The Gamo PT-85 Blowback on review is a CO2-powered semi-auto .177 DA/SA pellet gun with "blowback" feature -- i.e. the rear portion of the slide moves back on firing to cock the hammer. While this does mean that shot count per CO2 bulb will be lower, since part of the pressure produced by the CO2 expansion in the valve is used to move the slide, the pistol still has plenty of power, spitting out medium-weight pellets at around 450 fps, or just under 4 fpe -- more than enough for plinking, or putting down trapped rats.
It uses a plastic magazine carrier with twin, rotary, eight-shot magazines, one at each end, so you get 16 shots without reloading -- you simply slide out the mag carrier and reverse it. In 15° C ambient temperatures, I get about three mags (54 shots) per 12oz CO2 bulb. The first 40 shots are consistent, after which the power starts to drop off. Output will be slightly higher in warmer temperatures.

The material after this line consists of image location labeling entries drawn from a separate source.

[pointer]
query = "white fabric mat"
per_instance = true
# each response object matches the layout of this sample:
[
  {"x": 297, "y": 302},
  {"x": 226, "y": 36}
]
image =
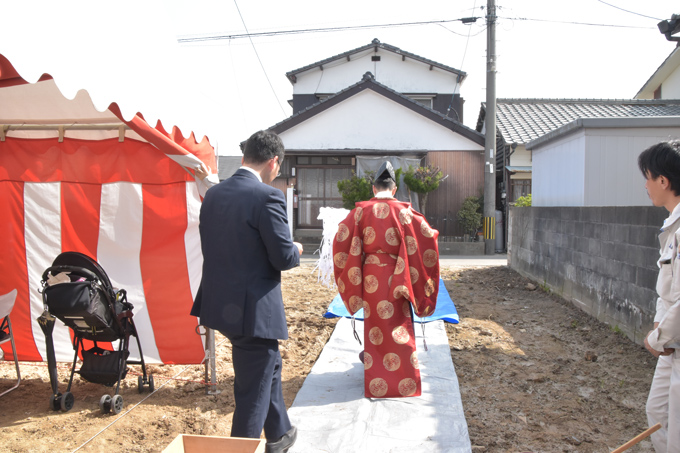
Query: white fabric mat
[{"x": 332, "y": 415}]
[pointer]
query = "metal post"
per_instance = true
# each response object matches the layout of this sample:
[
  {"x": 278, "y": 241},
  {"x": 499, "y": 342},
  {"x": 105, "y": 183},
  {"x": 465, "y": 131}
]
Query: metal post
[
  {"x": 490, "y": 140},
  {"x": 210, "y": 366}
]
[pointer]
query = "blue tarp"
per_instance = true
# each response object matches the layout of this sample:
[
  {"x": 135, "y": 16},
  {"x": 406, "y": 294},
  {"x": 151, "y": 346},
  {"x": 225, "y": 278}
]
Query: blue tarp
[{"x": 445, "y": 309}]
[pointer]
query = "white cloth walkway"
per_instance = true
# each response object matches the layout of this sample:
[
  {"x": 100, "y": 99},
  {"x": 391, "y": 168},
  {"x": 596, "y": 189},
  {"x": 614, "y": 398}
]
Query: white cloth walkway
[{"x": 332, "y": 415}]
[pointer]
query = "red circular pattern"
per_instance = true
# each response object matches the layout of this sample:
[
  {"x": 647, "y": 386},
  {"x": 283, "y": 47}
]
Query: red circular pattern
[
  {"x": 391, "y": 361},
  {"x": 430, "y": 258},
  {"x": 368, "y": 360},
  {"x": 401, "y": 291},
  {"x": 405, "y": 216},
  {"x": 375, "y": 336},
  {"x": 411, "y": 245},
  {"x": 414, "y": 274},
  {"x": 343, "y": 233},
  {"x": 369, "y": 235},
  {"x": 406, "y": 308},
  {"x": 372, "y": 259},
  {"x": 392, "y": 237},
  {"x": 355, "y": 249},
  {"x": 356, "y": 303},
  {"x": 370, "y": 284},
  {"x": 400, "y": 335},
  {"x": 385, "y": 309},
  {"x": 354, "y": 275},
  {"x": 340, "y": 259},
  {"x": 400, "y": 266},
  {"x": 367, "y": 310},
  {"x": 378, "y": 387},
  {"x": 381, "y": 210}
]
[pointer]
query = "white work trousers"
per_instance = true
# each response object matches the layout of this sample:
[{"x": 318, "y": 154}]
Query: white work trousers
[{"x": 663, "y": 404}]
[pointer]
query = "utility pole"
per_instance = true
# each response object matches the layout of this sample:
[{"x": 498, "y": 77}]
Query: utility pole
[{"x": 490, "y": 140}]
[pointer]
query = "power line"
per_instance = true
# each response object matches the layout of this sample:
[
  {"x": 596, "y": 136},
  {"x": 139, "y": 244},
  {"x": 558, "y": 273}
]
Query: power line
[
  {"x": 258, "y": 58},
  {"x": 574, "y": 23},
  {"x": 393, "y": 25},
  {"x": 318, "y": 30},
  {"x": 632, "y": 12}
]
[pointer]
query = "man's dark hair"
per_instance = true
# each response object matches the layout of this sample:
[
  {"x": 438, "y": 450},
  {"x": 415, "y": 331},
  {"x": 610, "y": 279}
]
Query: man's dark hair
[
  {"x": 384, "y": 184},
  {"x": 262, "y": 146},
  {"x": 662, "y": 159}
]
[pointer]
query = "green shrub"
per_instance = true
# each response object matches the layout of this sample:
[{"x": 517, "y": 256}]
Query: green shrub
[{"x": 524, "y": 201}]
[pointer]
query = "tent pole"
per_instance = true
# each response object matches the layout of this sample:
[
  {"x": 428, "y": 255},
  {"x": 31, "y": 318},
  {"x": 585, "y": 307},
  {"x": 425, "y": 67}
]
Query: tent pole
[{"x": 210, "y": 366}]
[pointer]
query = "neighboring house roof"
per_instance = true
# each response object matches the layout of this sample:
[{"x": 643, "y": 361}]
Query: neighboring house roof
[
  {"x": 368, "y": 82},
  {"x": 375, "y": 44},
  {"x": 670, "y": 64},
  {"x": 524, "y": 120}
]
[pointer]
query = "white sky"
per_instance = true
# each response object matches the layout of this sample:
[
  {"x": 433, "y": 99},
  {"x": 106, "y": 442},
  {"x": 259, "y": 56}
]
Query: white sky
[{"x": 219, "y": 88}]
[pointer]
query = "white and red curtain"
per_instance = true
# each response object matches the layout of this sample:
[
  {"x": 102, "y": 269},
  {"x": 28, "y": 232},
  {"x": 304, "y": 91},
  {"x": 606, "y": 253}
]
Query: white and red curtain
[{"x": 130, "y": 205}]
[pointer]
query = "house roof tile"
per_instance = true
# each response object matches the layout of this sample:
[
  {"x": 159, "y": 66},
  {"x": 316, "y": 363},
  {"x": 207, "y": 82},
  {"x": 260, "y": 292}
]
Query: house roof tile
[
  {"x": 523, "y": 120},
  {"x": 375, "y": 44}
]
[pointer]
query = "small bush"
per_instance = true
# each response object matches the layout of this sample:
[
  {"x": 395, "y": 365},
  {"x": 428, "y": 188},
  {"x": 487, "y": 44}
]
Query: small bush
[{"x": 523, "y": 202}]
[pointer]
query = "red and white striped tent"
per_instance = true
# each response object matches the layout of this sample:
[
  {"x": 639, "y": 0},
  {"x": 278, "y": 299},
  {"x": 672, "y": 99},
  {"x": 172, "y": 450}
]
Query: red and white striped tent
[{"x": 73, "y": 178}]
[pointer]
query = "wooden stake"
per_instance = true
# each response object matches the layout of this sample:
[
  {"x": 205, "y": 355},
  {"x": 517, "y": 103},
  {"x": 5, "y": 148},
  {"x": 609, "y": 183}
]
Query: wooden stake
[{"x": 638, "y": 438}]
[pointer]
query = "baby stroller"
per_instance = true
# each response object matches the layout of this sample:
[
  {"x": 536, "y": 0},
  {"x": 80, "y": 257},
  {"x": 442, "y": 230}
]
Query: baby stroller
[{"x": 77, "y": 291}]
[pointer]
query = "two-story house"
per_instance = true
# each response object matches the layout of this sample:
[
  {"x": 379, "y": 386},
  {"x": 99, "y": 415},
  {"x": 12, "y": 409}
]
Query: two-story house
[{"x": 376, "y": 102}]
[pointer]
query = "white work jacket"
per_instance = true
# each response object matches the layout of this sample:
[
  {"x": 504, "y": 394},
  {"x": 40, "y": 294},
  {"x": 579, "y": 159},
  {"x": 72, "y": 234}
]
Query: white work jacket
[{"x": 667, "y": 334}]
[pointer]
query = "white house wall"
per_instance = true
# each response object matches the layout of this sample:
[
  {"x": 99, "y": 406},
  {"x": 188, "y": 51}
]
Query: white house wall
[
  {"x": 558, "y": 172},
  {"x": 670, "y": 89},
  {"x": 612, "y": 174},
  {"x": 408, "y": 76},
  {"x": 370, "y": 121}
]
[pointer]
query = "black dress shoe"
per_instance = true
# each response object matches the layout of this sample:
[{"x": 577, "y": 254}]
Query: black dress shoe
[{"x": 283, "y": 443}]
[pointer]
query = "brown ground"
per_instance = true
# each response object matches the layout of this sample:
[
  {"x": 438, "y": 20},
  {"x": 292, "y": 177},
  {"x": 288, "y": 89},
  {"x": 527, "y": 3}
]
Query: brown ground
[{"x": 536, "y": 375}]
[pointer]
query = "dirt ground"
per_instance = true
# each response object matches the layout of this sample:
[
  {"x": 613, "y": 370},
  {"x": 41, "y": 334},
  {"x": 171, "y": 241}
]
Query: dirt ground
[{"x": 536, "y": 375}]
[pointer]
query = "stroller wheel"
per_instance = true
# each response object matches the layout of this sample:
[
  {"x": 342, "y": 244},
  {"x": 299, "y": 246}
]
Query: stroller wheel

Here's a typical target, showing a sub two-inch eight-shot group at right, from five metres. At left are my first attempts to find POA. The right-hand group was shot aiming at 6 o'clock on the bottom of the right-hand bullseye circle at that range. I'm guessing that at 10 yards/metres, or maybe 15, POA would be at the centre of the bull, but that's for another day.
The trigger is fairly heavy in double-action, but quite light and predictable in single-action. You can cock the slide or pull back the hammer before the first shot, and shoot all shots single-action. The blowback feature is pretty realistic -- it's reminiscent of the action on my Browning Buckmark .22LR, which has quite a beefy slide. It does move the pistol around, though, so a two-handed grip is best.
The pistol is solid and weighty, with some heft to it, which helps with accuracy. The grips are plastic, but feel OK in the hand, and provide good traction. There's also a front rail under the barrel for a laser or torch mount. It seems to function well with wadcutters, pointed and domed pellets in the 8.5-grain range, although some heavier, magnum pellets would probably be too long to fit in the magazines.
As a backyard plinker, it does what it says on the tin. Most importantly, it's fun to shoot, so no plinking target is safe.